To the now familiar requirements for password management and authentication, Marshall cited requirement 18.104.22.168, which calls for remote software upgrades to be digitally signed.
But even digital certificates have presented hackers with mechanisms to implement attacks. Jeff Day, a senior security consultant at BT, pointed to research carried out by SECconsult. The company found in the firmware for devices made by a variety of vendors lurks a HTTPS certificate for “Daniel”. Close to half a million devices on the internet share this one certificate. It originally came from a software development kit, hence its presence in not just one vendor’s product but several.
Marshall said the IoT Security Compliance Framework fits together with a set of guidelines for consumer product development. In its current version 1.0, the framework shows which requirements fit that market – enterprise requirements will be determined in a later release.
“A separate working group let by Jeff Day developed best-practice guidelines to sit alongside the framework. If you come across a requirement you don’t understand its rationale this is what the best practice guideline document is for,” Marshall said.
Day added: “As examples occurred in the process we ran them past the best practice guidelines to see what they would have happened. Hand on heart we believe it would not have happened or it would have made the attacker’s job that much harder.
“When I looked for cases that involved connected consumer products, every single time the attack tried to take advantage of weak password handling. I looked through a fair few of these. Every single one was initiated through poor port or password handling. You could mitigate so many problems just by doing good key or password handling.”

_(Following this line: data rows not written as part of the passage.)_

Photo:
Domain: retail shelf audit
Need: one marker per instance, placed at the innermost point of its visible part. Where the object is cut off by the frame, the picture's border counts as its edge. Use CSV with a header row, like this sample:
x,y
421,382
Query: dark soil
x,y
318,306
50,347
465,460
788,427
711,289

Day said it’s important to treat security as a core part of product development and not to simply perform a checklisting exercise once features have been defined and implemented. In some cases, it may simply not be possible to follow the guidelines. A device that has no user interface presents problems when it comes to password and credential management.
“It may be that you can’t address all these issues,” Day said. “With a very constrained device, there may be security negotiations that you can’t do. Well, fine: if that’s the level your product is operates at. But our recommendation is that should still follow through this guide. If there is something you can’t do in your own security documentation, you document it: ‘We haven’t addressed this and this is why we have for good business reasons’. If that is a limitation based on its capability then people can decide for themselves how to handle it.”
It may be that an ultra simple device that collect environmental data and uploads it to a gateway has no practical confidentiality issues because the data is not associated with a person until the gateway processes it. So the bulk of the onus of security falls on the gateway and its important role in the overall supply chain. For this and similar reasons, the IoTSF leaders talk about building “a supply chain of trust”.
Day said: “If you follow [the guidelines document] it won’t give you perfect security. Perfect security does not exist. But we like to think if you follow this guide with our checklist as thoroughly as you reasonably can, and you keep people down the supply chain reasonably informed, you can hold your heads up. And you get a good reputation,” Day concluded.